UNOTOKEN_TOKEN=${{ secrets.VAULT_TOKEN }} UNOTOKEN_URL=https://vault.example.com unotoken exec --prefix myapp/ -- npm run build

Fallback Pattern

If the vault might be unavailable (e.g., a new team member who hasn't set up the vault yet), use a fallback to .env.local:

{
  "scripts": {
    "dev": "unotoken exec --prefix myapp/ -- next dev || (echo 'Vault unavailable, using .env.local fallback' && next dev)",
    "build": "unotoken exec --prefix myapp/ -- next build || (echo 'Vault unavailable, using .env.local fallback' && next build)"
  }
}

This runs with vault secrets when available, and falls back to any .env.local file on disk when the vault is locked or unreachable.

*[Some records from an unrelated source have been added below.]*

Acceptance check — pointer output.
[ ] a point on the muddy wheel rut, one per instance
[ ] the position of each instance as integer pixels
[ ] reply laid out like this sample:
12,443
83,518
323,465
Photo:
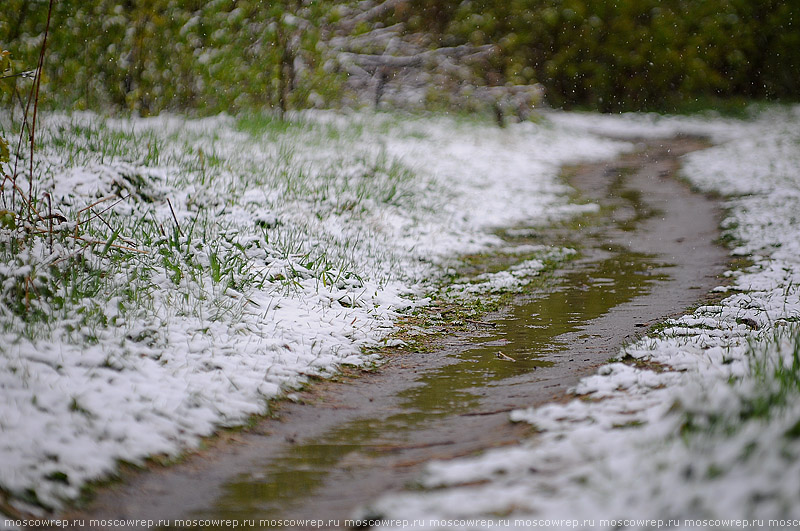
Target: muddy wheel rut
649,255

Moving from .env to unotoken

A step-by-step migration guide for replacing hand-maintained .env files with vault-backed secrets.

Step 1: Import existing secrets into the vault

# Start the vault if not running
unotoken serve &
unotoken unlock

# Import each secret from your .env.local
unotoken set myapp/database/url "postgresql://user:pass@host/db"
unotoken set myapp/stripe/secret/key "sk_live_..."
unotoken set myapp/next/public/stripe/publishable/key "pk_live_..."

# Or bulk-import from a .env file (one per line)
while IFS='=' read -r key value; do
  # Convert KEY_NAME to key/name path format
  path=$(echo "$key" | tr '[:upper:]' '[:lower:]' | tr '_' '/')
  unotoken set "myapp/$path" "$value"
done < .env.local

Step 2: Create a scoped token

# Create a token restricted to your app's prefix
unotoken token create --name myapp-dev --prefix myapp/

# Save the displayed token -- it's only shown once
# For CI/CD, store it as a GitHub Actions secret (VAULT_TOKEN)

Step 3: Update package.json scripts

Replace direct commands with unotoken exec:

 {
   "scripts": {
-    "dev": "next dev",
-    "build": "next build"
+    "dev": "unotoken exec --prefix myapp/ -- next dev",
+    "build": "unotoken exec --prefix myapp/ -- next build"
   }
 }

Step 4: Update .gitignore

If using dotenv mode (generating .env.local from the vault), add the generated file to .gitignore since it's now a build artifact:

# Generated by unotoken (vault-backed, not hand-maintained)
.env.local

Step 5: Remove .env.local

Once you've verified everything works with vault-backed secrets:

# Verify vault injection works
npm run dev  # should start with all env vars injected

# Remove the old .env.local
rm .env.local

Path-to-Variable Mapping Reference

Vault paths are converted to environment variable names by:

  1. Stripping the prefix (e.g., myapp/)
  2. Replacing / with _
  3. Uppercasing the result

| Vault Path | Env Variable | |------------|-------------| | myapp/stripe/secret/key | STRIPE_SECRET_KEY | | myapp/database/url | DATABASE_URL | | myapp/next/public/stripe/publishable/key | NEXT_PUBLIC_STRIPE_PUBLISHABLE_KEY | | myapp/resend/api/key | RESEND_API_KEY |

Architecture

yokotoken (MIT, public)
  |
  +-- unotoken (private, cloud add-on)
        |-- Re-exports all yokotoken API
        |-- OAuth PKCE browser flow engine
        |-- Google + GitHub OIDC/OAuth providers
        |-- Wrapped key storage for OAuth-derived unlock
        |-- Device signatures (email-verified device approval)
        |-- CLI extensions (auth link, auth unlink, auth list, auth config)

Upstream updates are clean: just bump the yokotoken version in package.json.